A Western diplomatic source said Hamas's difficulties in even finding a banker could ''disrupt the entire payment system''.
Officials of Hamas, which is listed by Washington and the EU as a terrorist organisation and whose charter calls for Israel's destruction, say the banking problem is part of an international campaign against the Islamist group.
A Hamas cabinet minister said yesterday the Amman-based Arab Bank, which has long handled the treasury account, had come under pressure from ''abroad'' to stop working with the Authority now that it was under Hamas control.
No comment was immediately available from the Arab Bank.
As a possible drastic solution, the cabinet minister said Hamas would not object to Palestinian Authority employees opening personal accounts so Arab and European donors could pay their salaries directly, an option some donors were considering.
Western diplomatic sources, speaking on condition of anonymity, said Hamas had been trying to move the Authority's treasury account from the Arab Bank to a local Palestinian bank to try to minimise the risk foreign funds would be frozen.
But the sources said other banks had so far balked at the request, in part because of the Authority's precarious finances and because of fears of a legal backlash from regulators in the United States and Europe.
''Pressure is being put on everyone that can be pressured,'' said a source familiar with Western efforts to squeeze the Palestinian banking system The source said the message from US and European officials to regional banks and donors was: ''If not cut them off, then at least slow up considerably any funding.''
ISRAEL Hamas took control of the Palestinian Authority last week, after winning parliamentary elections in January. The Israeli government has frozen tax revenue transfers to the Authority, and its banks have started severing remaining financial ties.

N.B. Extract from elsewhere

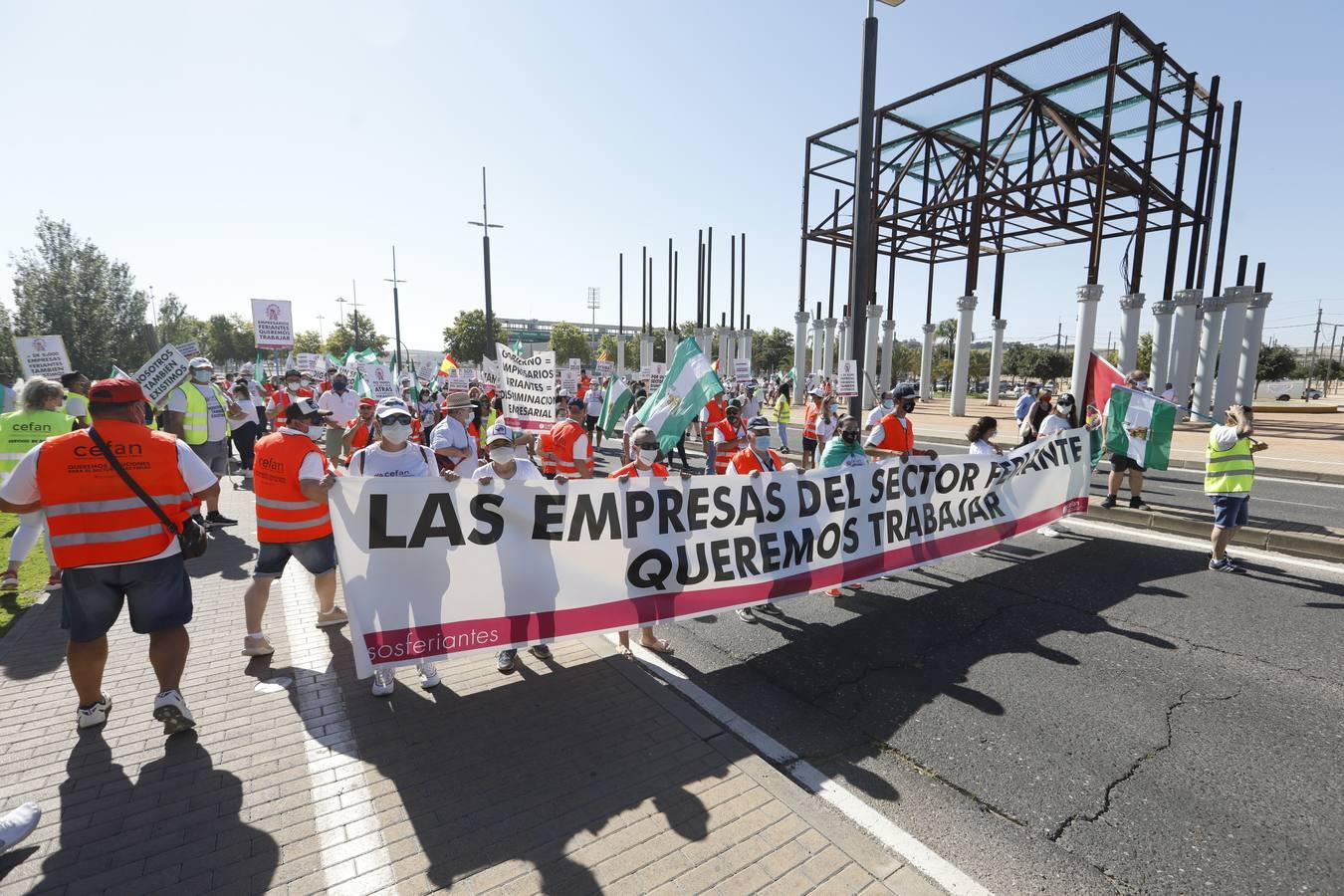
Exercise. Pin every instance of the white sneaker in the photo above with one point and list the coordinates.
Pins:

The Hamas-led government also faces a threatened cut in direct Western aid unless it renounces violence, recognises Israel and abides by interim peace deals.

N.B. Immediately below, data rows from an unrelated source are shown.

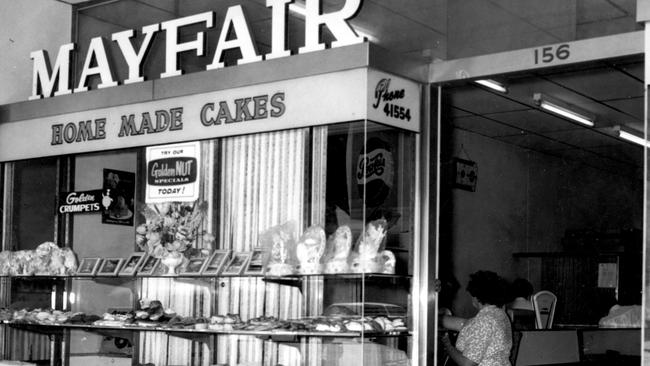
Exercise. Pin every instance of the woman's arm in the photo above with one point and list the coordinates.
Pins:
(452, 322)
(455, 354)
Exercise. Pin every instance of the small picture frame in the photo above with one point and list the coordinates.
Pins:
(88, 266)
(132, 264)
(149, 266)
(216, 262)
(256, 263)
(110, 267)
(194, 266)
(237, 264)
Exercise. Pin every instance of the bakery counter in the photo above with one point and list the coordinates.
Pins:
(577, 345)
(122, 330)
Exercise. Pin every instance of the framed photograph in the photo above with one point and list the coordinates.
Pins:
(110, 267)
(149, 266)
(216, 263)
(88, 266)
(119, 190)
(237, 264)
(255, 265)
(132, 264)
(195, 266)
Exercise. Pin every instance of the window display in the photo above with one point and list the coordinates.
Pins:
(250, 273)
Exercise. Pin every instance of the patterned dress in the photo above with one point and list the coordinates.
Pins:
(486, 339)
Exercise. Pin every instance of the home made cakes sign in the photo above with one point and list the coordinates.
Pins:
(54, 81)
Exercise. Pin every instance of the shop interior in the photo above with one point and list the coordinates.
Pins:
(544, 198)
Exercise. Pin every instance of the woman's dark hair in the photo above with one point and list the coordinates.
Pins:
(488, 288)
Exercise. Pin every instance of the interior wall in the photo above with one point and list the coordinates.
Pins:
(524, 202)
(487, 225)
(92, 238)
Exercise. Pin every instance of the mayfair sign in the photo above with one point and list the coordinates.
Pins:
(50, 81)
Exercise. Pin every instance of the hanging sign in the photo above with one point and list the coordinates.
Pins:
(50, 81)
(393, 100)
(173, 173)
(375, 171)
(80, 202)
(118, 197)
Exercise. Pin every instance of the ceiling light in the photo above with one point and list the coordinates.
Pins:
(494, 85)
(298, 8)
(631, 136)
(563, 109)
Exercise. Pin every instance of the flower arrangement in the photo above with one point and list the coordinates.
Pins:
(171, 228)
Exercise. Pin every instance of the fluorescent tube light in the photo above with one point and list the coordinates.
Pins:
(631, 136)
(298, 8)
(494, 85)
(563, 109)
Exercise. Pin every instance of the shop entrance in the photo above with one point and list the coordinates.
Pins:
(533, 193)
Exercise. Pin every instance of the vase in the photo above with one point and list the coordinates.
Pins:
(172, 261)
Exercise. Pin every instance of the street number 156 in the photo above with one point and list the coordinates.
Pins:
(549, 54)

''This is part of the announced economic war because we have chosen the path of democracy,'' said Palestinian Finance Minister Omar Abdel-Razeq.
Within the last few weeks, funds from the United Arab Emirates and Oman have been taken by the Arab Bank to repay earlier Palestinian loans, diplomatic sources said.

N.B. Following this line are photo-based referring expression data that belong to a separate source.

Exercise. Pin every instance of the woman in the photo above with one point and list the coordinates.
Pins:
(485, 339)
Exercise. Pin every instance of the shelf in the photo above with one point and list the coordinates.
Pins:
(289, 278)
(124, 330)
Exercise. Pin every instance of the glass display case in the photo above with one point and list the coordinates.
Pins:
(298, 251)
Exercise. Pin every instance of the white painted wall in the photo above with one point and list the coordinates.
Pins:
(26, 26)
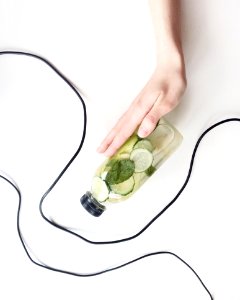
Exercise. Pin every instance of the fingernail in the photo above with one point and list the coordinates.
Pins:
(99, 149)
(142, 132)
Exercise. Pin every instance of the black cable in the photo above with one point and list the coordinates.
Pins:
(67, 81)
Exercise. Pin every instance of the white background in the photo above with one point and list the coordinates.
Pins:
(107, 49)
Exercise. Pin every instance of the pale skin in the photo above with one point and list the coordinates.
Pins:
(163, 91)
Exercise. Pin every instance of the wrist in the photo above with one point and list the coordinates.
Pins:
(170, 56)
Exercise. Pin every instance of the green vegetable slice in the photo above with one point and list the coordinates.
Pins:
(128, 145)
(161, 137)
(120, 170)
(123, 188)
(99, 189)
(142, 159)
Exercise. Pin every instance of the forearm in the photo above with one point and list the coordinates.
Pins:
(167, 27)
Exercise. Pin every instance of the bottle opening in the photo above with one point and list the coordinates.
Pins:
(92, 205)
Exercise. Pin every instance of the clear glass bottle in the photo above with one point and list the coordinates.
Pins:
(122, 174)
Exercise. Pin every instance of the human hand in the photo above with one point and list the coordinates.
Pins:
(160, 95)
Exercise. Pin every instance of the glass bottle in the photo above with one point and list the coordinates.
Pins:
(121, 175)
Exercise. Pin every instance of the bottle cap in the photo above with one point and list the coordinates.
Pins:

While Abdel-Razeq said the government expected to receive 80 million dollars from Saudi Arabia, Kuwait and UAE, he said it was unclear when the money would arrive. Diplomatic sources said Hamas was scrambling to find a bank to handle these funds.
In a further blow to the Palestinian banking system, Israel's largest bank, Bank Hapoalim, said this week that it was severing the main banking ties between Israel and the Palestinian territories.
Sources said Hapoalim would phase out dealings with Palestinian banks over the next three months, and Israel Discount Bank, the third-largest bank in the country, said yesterday that it may follow suit.
A Palestinian official involved in the banking system said the decision would hurt the economy and trade flows since some imports are backed by Israeli bank guarantees.
Longer term, the decision to sever banking ties could push Palestinians to shift away from the Israeli shekel to the Jordanian dinar as the main currency, the official said.